Under the package, the free-market liberal Renew Europe group got Belgian Prime Minister Charles Michel as Council President and the Socialists won the top parliament job. France's Christine Lagarde, managing director of the Intenational Monetary Fund (IMF), was put forward as president of the European Central Bank.
Lagarde announced Tuesday she had submitted her resignation from the global lender, saying she had "greater clarity" about her nomination to head the ECB.
Von der Leyen told lawmakers in Strasbourg Tuesday that the gender element will be essential if she is elected Commission President overseeing a team of 28 commissioners.
"I will ensure full gender equality in my College of Commissioners.
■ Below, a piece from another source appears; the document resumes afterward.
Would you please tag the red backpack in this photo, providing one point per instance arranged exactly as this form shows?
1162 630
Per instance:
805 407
If member states do not propose enough female commissioners, I will not hesitate to ask for new names," she said.
Pointing out that since its inception in 1958, less than 20 per cent of commissioners had been women, she said: "We represent half of our population. We want our fair share."
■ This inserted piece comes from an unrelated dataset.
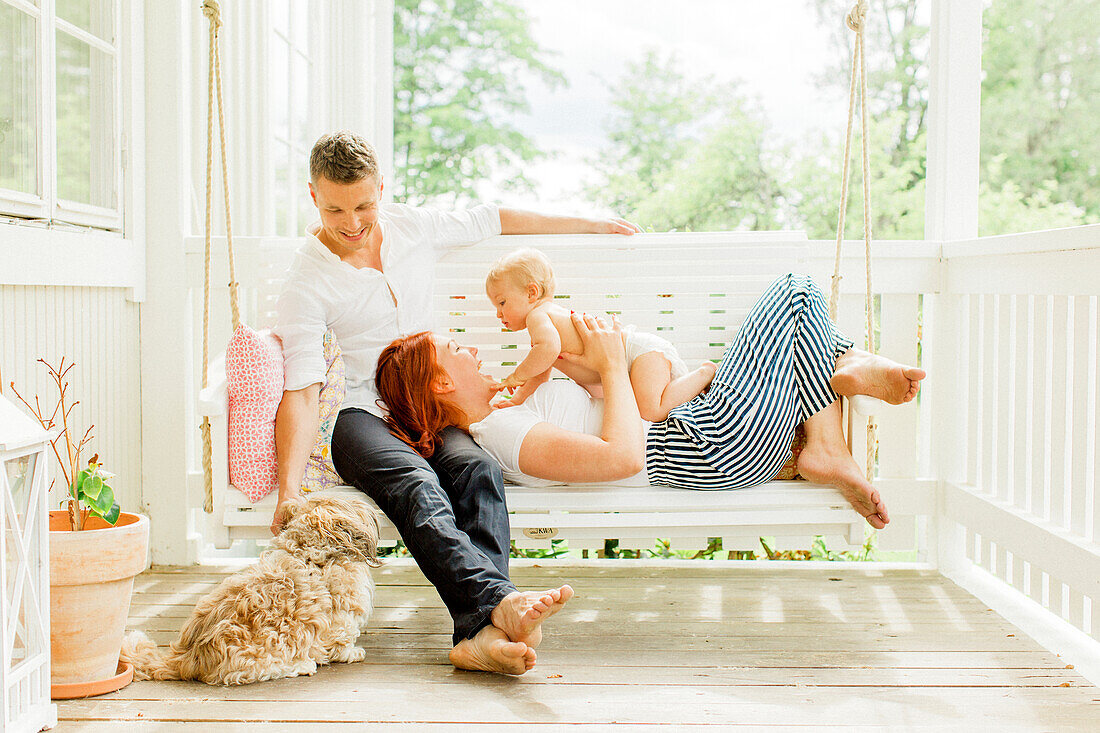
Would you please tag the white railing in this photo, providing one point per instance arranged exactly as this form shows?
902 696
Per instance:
1015 335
If the parliament rejects her candidature, the whole package of political appointments could fall apart like a house of cards and throw the European Union into a constitutional crisis.
The parliamentarians have not so much objected to von der Leyen personally as voiced their anger that they were sidelined in the appointment process: Their candidates for the commission post, arguably the most important of all the jobs, were all rejected by the EU leaders.
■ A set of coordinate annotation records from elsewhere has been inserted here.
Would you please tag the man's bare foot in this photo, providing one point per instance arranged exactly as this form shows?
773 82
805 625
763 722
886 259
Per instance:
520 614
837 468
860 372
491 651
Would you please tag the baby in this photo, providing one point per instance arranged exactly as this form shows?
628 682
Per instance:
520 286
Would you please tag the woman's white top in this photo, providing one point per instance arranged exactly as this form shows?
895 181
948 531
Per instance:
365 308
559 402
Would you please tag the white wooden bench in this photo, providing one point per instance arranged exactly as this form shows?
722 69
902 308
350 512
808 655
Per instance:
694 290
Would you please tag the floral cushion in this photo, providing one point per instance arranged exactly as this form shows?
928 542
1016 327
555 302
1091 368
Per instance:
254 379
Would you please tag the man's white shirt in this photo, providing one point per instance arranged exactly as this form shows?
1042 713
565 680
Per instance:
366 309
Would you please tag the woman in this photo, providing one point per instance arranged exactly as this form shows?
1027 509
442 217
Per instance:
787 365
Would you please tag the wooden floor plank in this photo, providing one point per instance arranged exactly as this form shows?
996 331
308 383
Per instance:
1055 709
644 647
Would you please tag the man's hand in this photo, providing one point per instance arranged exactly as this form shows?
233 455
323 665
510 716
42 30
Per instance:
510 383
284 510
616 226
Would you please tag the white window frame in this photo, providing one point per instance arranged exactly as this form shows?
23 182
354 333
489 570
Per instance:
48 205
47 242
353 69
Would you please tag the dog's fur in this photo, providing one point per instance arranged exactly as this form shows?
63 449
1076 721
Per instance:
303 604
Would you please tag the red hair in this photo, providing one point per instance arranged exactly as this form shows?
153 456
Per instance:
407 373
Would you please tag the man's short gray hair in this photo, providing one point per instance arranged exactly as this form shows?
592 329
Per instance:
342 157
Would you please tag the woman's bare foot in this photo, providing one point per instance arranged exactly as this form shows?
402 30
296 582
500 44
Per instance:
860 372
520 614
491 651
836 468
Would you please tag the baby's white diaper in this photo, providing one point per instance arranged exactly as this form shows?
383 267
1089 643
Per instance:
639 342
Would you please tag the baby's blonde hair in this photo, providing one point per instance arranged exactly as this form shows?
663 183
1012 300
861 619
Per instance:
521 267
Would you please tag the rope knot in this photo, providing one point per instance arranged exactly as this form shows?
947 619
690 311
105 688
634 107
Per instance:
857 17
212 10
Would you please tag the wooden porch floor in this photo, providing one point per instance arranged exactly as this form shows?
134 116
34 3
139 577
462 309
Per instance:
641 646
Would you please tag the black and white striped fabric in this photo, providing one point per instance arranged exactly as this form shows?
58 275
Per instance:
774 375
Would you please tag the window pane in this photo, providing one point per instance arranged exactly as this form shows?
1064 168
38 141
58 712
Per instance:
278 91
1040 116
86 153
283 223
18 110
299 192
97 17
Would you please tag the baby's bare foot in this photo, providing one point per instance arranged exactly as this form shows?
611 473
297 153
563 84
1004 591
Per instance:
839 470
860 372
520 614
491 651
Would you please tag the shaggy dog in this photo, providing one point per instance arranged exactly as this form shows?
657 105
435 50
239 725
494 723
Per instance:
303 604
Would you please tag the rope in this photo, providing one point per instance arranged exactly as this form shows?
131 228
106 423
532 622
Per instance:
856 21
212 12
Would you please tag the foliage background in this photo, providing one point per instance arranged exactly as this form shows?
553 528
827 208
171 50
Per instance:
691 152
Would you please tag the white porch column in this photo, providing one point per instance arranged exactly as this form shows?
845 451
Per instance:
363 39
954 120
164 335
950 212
Officials in the von der Leyen camp acknowledge that the vote will be a cliffhanger but say that she will scrape by.
'A green deal'
During her address to the parliament, von der Leyen addressed what she sees as the biggest challenge: climate change.
"I want Europe to become the first climate-neutral continent in the world by 2050," she said, adding she would work out "a green deal for Europe in the first 100 days" of her office. It would include rules to improve on the current goal of reducing emissions by 40 per cent by 2030.
She said she would set up a climate division within the European Investment Bank to "unlock one trillion Euros of investment over the next decade."
Despite the need for votes to get the absolute majority, she insisted that her commission would continue to be tough on countries like Poland and Hungary, which have been accused of disrespecting Western democratic values when it comes to the rule of law.
"There can be no compromise when it comes to respecting the rule of law. There never will be. I will ensure that we use our full and comprehensive toolbox at European level," she said.